In the book, he shows readers a way of trying to emulate the outstanding, long-term investment success of Yale and Harvard universities' endowment funds.

Originally, Faber titled his journal paper, "A Quantitative Approach to Market Timing." But "nobody would read it because 'market timing' is a very emotional phrase. So I changed it to 'A Quantitative Approach to Tactical Asset Allocation,' and everybody loves it," Faber says.

The whole idea is to use his trend-following strategy to "stay out of the market when it's declining and therefore much more volatile." Once a month, compare prices relative to the moving average. "If the price is above," he says, "the market is up, and you're in that asset class. If it's below, you're out: sell and go to cash."

In last year's disastrous market collapse, Cambria's separate accounts, now with $55 million in assets — and custodied with Fidelity Investments — were down only about 2 percent. Indeed, with client portfolios, Faber uses a more complex strategy than the how-to in his book, but the philosophy is the same: investors need to go beyond stocks and bonds and into, especially, real estate and commodities.

During the past few years, the money manager says, his timing model has vastly outperformed buy-and-hold. But "we don't expect it to outperform buy-and-hold on an absolute basis. The model reduces volatility and draw-down. It's a method to reduce risk." In general, it trades less than once per asset class per year, Faber adds.

After graduating from the University of Virginia in 2000, the future scientist was poised to start his Ph.D. and delve into gene therapy but decided to take a year away from academia to make some cash. Hired as a Washington, D.C.-based biotech stock analyst, Faber got so hooked on finance that the life sciences became a mere hobby.

His dynamic blog generates healthy debate, and that plus the three other websites over which Faber reigns — as well as tweeting on Twitter — attract new clients. Surfing the Web was how tax attorney Mark Liniado of Dallas found him.

"Meb's good advice is backed up by theories that he explains and that I understand," he says. "He's got more of an academic perspective and says straight up what he thinks. When I first spoke to him, he said, 'If you're just going to use a buy-and-hold strategy, you don't need to hire me.
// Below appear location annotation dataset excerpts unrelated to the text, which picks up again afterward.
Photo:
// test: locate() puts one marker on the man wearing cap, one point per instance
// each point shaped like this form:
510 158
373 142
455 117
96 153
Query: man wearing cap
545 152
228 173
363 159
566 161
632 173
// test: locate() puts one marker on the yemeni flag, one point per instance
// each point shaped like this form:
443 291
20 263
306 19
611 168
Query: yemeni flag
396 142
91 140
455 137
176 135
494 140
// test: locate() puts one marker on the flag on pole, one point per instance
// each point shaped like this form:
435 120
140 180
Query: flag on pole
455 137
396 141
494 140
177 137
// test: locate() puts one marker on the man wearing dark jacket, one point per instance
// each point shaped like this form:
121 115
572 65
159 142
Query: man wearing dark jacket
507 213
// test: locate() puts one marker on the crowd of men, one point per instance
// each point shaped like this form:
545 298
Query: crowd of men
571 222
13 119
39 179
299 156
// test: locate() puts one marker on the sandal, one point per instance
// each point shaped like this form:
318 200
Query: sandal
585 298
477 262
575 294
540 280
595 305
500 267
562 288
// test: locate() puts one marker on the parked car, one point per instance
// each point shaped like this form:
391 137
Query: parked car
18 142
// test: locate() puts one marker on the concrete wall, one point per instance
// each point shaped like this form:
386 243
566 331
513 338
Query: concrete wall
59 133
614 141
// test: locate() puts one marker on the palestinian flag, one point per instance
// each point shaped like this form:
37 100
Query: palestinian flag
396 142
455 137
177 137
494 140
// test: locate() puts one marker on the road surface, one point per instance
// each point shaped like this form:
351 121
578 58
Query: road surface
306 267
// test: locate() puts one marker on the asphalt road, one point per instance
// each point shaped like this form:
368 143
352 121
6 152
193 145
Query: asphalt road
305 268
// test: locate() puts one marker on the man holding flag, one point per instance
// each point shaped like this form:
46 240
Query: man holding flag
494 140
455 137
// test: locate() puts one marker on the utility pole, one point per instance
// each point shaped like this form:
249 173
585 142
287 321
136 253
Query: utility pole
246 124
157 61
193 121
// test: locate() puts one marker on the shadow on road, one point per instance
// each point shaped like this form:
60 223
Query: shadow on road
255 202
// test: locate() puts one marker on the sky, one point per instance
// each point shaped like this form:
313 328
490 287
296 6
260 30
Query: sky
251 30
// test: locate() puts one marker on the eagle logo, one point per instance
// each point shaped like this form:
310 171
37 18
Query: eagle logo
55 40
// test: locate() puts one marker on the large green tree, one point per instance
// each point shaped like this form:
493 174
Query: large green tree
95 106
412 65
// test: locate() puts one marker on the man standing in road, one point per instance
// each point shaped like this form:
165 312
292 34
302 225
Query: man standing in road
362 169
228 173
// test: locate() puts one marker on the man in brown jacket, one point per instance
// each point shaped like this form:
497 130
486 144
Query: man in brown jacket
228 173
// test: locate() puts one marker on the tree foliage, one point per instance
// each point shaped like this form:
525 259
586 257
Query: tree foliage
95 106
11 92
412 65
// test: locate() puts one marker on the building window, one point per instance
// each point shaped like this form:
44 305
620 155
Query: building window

But if you want a quantitative approach that takes you in and out of assets, I can help you.'"

Did he get early signals of what turned out to be the global financial calamity? You bet. "That's one of the reasons we run models tactically and don't use buy-and-hold. The models got out of U.S. stocks in January 2008, and the following month we got out of foreign. This is what the models pick up: They won't be in long bear markets," he says.

Now Faber's back in foreign stocks. But will the market rally last? "We don't do subjective decision-making. We're prepared either way," says the unemotional investor.

His newest enterprise: co-founding software company AlphaClone, an online investment research service that lets subscribers apply ideas of leading hedge funds and institutional money managers, an approach known as cloning.

Born in Denver, Colorado, and reared there and in Winston-Salem, N.C., Faber is the son of an aerospace engineer dad and teacher mom. (Mebane is a family first name rhyming with "web-in.") He graduated from college with a double major in engineering science and biology. As an equity analyst at The Genomics Fund, he did grad work evenings at Johns Hopkins. While working as a quantitative research analyst at The VTrader Group, a futures broker-dealer, he completed further biotechnology coursework at the University of California at San Francisco. In 2005, Faber joined Cambria.

His substantial grounding in science has given the money manager an objective view of market data. "If I came from a traditional financial background, I probably never would have had an independent approach. I'd have been indoctrinated with all the market truth: stocks always outperform bonds, diversification works, buy-and-hold works. But," he says, "I don't just believe what's fed to you."

Freelance writer Jane Wollman Rusoff is a Los Angeles-based contributing editor of Research and is the founder of Family Star Productions.